The thrust of its model now is to grow the server business it entered with the launch of the PGP Universal Server in September 2003, for which it currently has some 1,200 corporate customers worldwide.

This is not server-based encryption, however, as that function remains on the desktop, the server rather enabling customers to centrally manage all the desktop clients in their organizations, while for PGP itself it represents the opportunity to upsell with more apps on the same platform.

PGP NetShare is a case in point, It enables files going onto a network file server to be encrypted from the desktop and held in that format, with decrypted access being restricted to a list of approved individuals defined either centrally or, if the sys admin has granted the right, by the original end user who created the file.
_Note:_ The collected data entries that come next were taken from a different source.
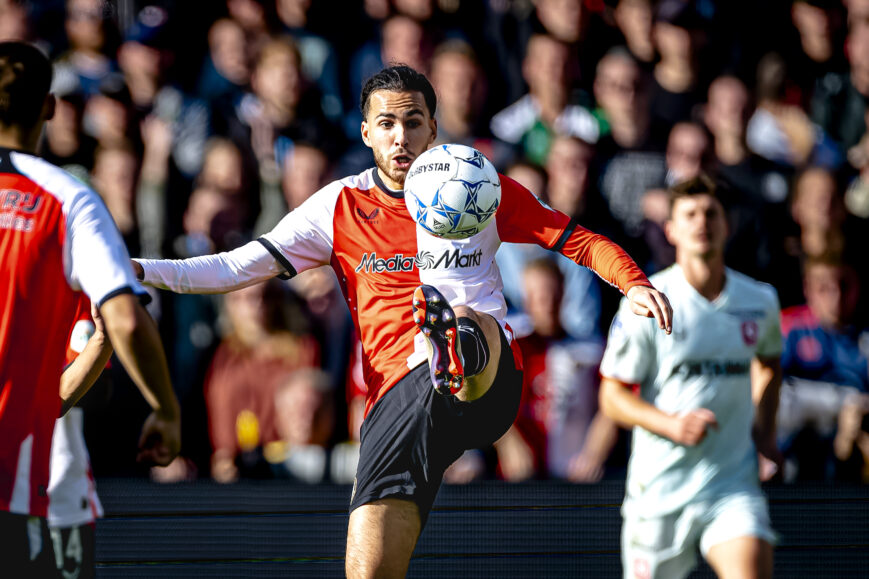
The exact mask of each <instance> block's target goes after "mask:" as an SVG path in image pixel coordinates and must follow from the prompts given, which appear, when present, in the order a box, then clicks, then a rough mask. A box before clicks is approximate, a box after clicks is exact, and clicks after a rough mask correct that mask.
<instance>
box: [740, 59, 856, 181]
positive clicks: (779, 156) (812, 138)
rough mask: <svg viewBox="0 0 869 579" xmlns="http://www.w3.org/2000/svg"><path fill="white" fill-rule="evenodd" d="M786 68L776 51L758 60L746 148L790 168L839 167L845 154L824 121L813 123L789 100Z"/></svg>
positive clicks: (802, 110) (754, 152) (780, 164)
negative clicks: (830, 131)
mask: <svg viewBox="0 0 869 579" xmlns="http://www.w3.org/2000/svg"><path fill="white" fill-rule="evenodd" d="M788 71H789V65H788V63H787V62H786V61H785V60H784V58H782V56H781V55H780V54H778V53H775V52H770V53H768V54H766V55H764V56H763V57H762V58H761V59H760V61H759V62H758V64H757V85H756V89H755V90H756V93H757V107H756V108H755V111H754V114H752V116H751V118H750V119H749V121H748V127H747V128H746V137H745V138H746V142H747V143H748V147H749V149H751V151H752V152H754V153H755V154H757V155H760V156H761V157H763V158H764V159H767V160H769V161H771V162H773V163H776V164H777V165H783V166H784V167H786V168H787V169H790V170H799V169H802V168H805V167H806V166H808V165H810V164H811V165H819V166H823V167H826V168H831V169H833V168H836V167H838V166H839V165H840V164H841V163H842V160H843V158H844V157H843V155H842V152H841V151H840V150H839V148H838V147H837V145H836V143H835V142H834V141H833V140H832V139H831V138H830V136H829V135H828V134H827V133H826V132H825V130H824V129H825V127H824V126H823V121H822V124H821V125H818V124H815V122H813V121H812V119H811V118H809V115H808V114H807V113H806V112H805V111H804V110H803V109H801V108H800V106H799V105H797V104H793V103H791V102H790V101H789V99H788V86H789V72H788ZM861 113H862V109H861ZM861 120H862V119H861ZM827 124H829V123H827Z"/></svg>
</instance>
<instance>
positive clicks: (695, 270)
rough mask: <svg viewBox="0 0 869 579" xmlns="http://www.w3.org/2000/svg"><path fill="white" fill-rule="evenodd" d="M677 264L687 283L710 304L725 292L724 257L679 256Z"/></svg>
mask: <svg viewBox="0 0 869 579" xmlns="http://www.w3.org/2000/svg"><path fill="white" fill-rule="evenodd" d="M676 262H677V263H678V264H679V267H681V268H682V274H683V275H684V276H685V281H687V282H688V283H689V284H691V287H693V288H694V289H695V290H697V293H699V294H700V295H702V296H703V297H704V298H706V299H707V300H709V301H710V302H711V301H715V299H717V298H718V296H719V295H721V292H722V291H724V282H725V277H726V276H725V273H724V258H723V256H720V255H717V256H710V257H701V256H677V258H676Z"/></svg>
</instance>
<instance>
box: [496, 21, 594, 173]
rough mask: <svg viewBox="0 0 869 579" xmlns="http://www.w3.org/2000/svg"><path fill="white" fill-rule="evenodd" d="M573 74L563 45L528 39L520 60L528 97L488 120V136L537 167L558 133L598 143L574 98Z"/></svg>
mask: <svg viewBox="0 0 869 579" xmlns="http://www.w3.org/2000/svg"><path fill="white" fill-rule="evenodd" d="M572 70H573V68H572V66H571V53H570V48H569V46H568V45H567V44H566V43H565V42H563V41H561V40H558V39H557V38H555V37H553V36H549V35H546V34H535V35H534V36H532V37H531V39H530V40H529V41H528V47H527V52H526V55H525V58H524V60H523V61H522V76H523V77H524V78H525V82H527V83H528V93H527V94H526V95H525V96H523V97H522V98H521V99H519V100H518V101H516V102H515V103H513V104H512V105H510V106H509V107H507V108H506V109H504V110H503V111H501V112H499V113H497V114H496V115H495V116H494V117H492V122H491V125H490V127H491V129H492V133H493V134H494V135H495V136H496V137H498V138H499V139H501V140H502V141H504V142H505V143H508V144H510V145H512V146H513V147H514V148H515V149H516V151H517V153H518V154H519V155H520V156H521V157H522V158H524V159H526V160H528V161H530V162H532V163H536V164H538V165H541V166H542V165H544V164H545V163H546V157H547V155H548V154H549V148H550V146H551V145H552V139H553V138H554V136H555V135H556V134H568V135H572V136H575V137H579V138H581V139H583V140H585V141H588V142H592V143H594V142H595V141H597V139H598V133H599V129H598V125H597V121H596V120H595V118H594V117H593V116H592V114H591V111H589V110H588V109H587V108H585V107H584V106H582V104H581V103H579V102H577V101H576V100H575V96H574V95H573V94H572V90H571V89H572V86H573V81H574V79H573V78H572V77H571V71H572Z"/></svg>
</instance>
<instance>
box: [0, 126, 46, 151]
mask: <svg viewBox="0 0 869 579" xmlns="http://www.w3.org/2000/svg"><path fill="white" fill-rule="evenodd" d="M40 129H41V125H40ZM39 134H40V131H37V130H36V129H31V130H30V131H26V130H24V129H22V128H21V127H17V126H14V125H12V126H2V125H0V147H4V148H7V149H17V150H19V151H26V152H28V153H33V152H35V151H36V145H37V143H38V142H39Z"/></svg>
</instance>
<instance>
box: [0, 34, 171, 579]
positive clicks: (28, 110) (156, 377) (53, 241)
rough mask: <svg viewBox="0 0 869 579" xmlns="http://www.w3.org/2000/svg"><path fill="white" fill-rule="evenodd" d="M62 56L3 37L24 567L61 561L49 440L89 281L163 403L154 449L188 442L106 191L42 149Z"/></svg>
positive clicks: (52, 110) (0, 546) (11, 418)
mask: <svg viewBox="0 0 869 579" xmlns="http://www.w3.org/2000/svg"><path fill="white" fill-rule="evenodd" d="M50 85H51V64H50V62H49V61H48V59H47V58H46V57H45V56H44V55H43V54H42V53H41V52H39V50H37V49H36V48H34V47H32V46H30V45H27V44H24V43H19V42H4V43H0V255H2V256H3V258H2V259H0V440H3V445H2V448H0V536H2V537H3V542H2V544H0V560H2V561H3V572H4V574H8V575H9V576H14V577H25V576H27V577H34V576H45V575H48V574H51V573H53V572H54V571H55V570H54V557H53V554H52V549H51V547H50V543H49V540H48V530H47V526H46V519H45V517H46V511H47V507H48V484H49V477H48V470H49V452H50V447H51V438H52V431H53V429H54V422H55V419H56V418H57V417H58V415H59V414H60V411H61V397H60V396H59V395H58V391H59V385H60V382H61V372H62V370H63V361H64V353H65V351H66V343H67V338H68V337H69V331H70V328H71V327H72V325H73V317H74V314H75V306H76V302H77V299H78V297H79V295H80V293H79V292H80V291H84V292H85V293H86V294H87V295H88V297H89V298H90V299H91V300H92V301H93V302H94V303H95V304H97V306H98V307H99V309H100V312H101V315H102V317H103V319H104V320H105V326H106V331H107V334H108V336H109V338H110V340H111V342H112V344H113V346H114V348H115V351H116V352H117V354H118V357H119V359H120V360H121V362H122V364H123V365H124V367H125V368H126V369H127V371H128V372H129V373H130V376H131V377H132V378H133V380H134V382H135V383H136V384H137V386H139V388H140V389H141V390H142V393H143V394H144V395H145V398H146V399H147V400H148V402H149V404H150V405H151V407H152V408H154V412H153V413H152V414H151V415H150V416H149V417H148V419H147V420H146V422H145V426H144V428H143V433H142V434H143V438H142V440H143V441H146V444H145V448H144V449H143V451H142V452H143V457H145V458H147V459H149V460H153V461H154V462H157V463H158V464H167V463H168V462H169V461H170V460H171V459H172V458H173V457H174V456H175V455H176V454H177V452H178V449H179V446H180V433H179V431H180V422H179V409H178V402H177V400H176V399H175V395H174V394H173V392H172V385H171V383H170V381H169V373H168V369H167V367H166V360H165V356H164V354H163V348H162V346H161V344H160V341H159V337H158V334H157V329H156V326H155V325H154V323H153V321H152V320H151V319H150V317H149V316H148V314H147V312H145V309H144V308H143V307H142V305H141V304H140V303H139V296H138V295H136V294H140V293H143V290H142V288H141V286H140V285H139V284H138V282H137V281H136V279H135V276H134V275H133V272H132V270H131V269H130V266H129V261H128V256H127V252H126V249H125V248H124V245H123V242H122V241H121V237H120V234H119V233H118V230H117V228H116V227H115V225H114V223H113V222H112V220H111V217H110V216H109V213H108V211H107V210H106V208H105V206H104V205H103V203H102V202H101V201H100V199H99V197H98V196H97V194H96V193H94V192H93V191H91V190H90V189H88V188H87V187H86V186H84V185H83V184H81V183H80V182H79V181H76V180H75V179H74V178H72V177H71V176H70V175H69V174H68V173H66V172H64V171H63V170H61V169H59V168H57V167H55V166H53V165H51V164H49V163H47V162H45V161H43V160H42V159H39V158H38V157H35V156H34V155H33V154H32V152H33V151H34V150H35V149H36V145H37V141H38V139H39V135H40V133H41V131H42V127H43V124H44V123H45V121H46V120H48V119H50V118H51V115H52V113H53V111H54V97H53V96H52V95H50V94H49V93H48V90H49V86H50Z"/></svg>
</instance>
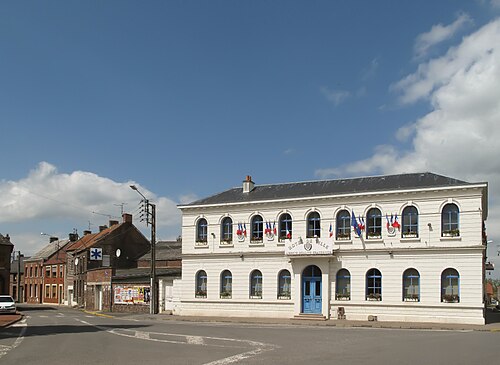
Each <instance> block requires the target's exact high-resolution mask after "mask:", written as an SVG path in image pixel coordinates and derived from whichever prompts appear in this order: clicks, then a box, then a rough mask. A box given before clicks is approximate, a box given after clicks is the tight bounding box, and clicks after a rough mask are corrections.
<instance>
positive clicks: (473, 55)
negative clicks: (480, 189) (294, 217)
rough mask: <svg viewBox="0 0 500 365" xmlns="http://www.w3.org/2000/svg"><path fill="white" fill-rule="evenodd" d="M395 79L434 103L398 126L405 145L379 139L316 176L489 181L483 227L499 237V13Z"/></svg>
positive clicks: (322, 169) (317, 170)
The core products for which a new release is coming out, then, are PGP Universal and PGP Desktop, with the new iteration being v2.5. Another important addition besides the NetShare capability is the ability to federate key information, potentially among all PGP users around the world, via a new Global Directory.

When a new Desktop client is being set up, it will offer the user the option of putting their key onto an open key server and associating it with their email address, Krcik said. You can then instruct the client to always consult that Global Directory and search by email address.

Aside from that, other additions in v2.5 are mainly responses to requests from the user base, such as SSO integration for the Whole Disk Encryption app and MacOS support.

On the financial front, PGP is feeling sufficiently please with itself to go public with the information that over the last four years we’ve done $100m of cumulative revenue, $40m of which over the last 12 months, Krcik revealed.

This is clearly a response to major corporate customers and target customers expressing concern at the lack of transparency inherent in operating as a private company.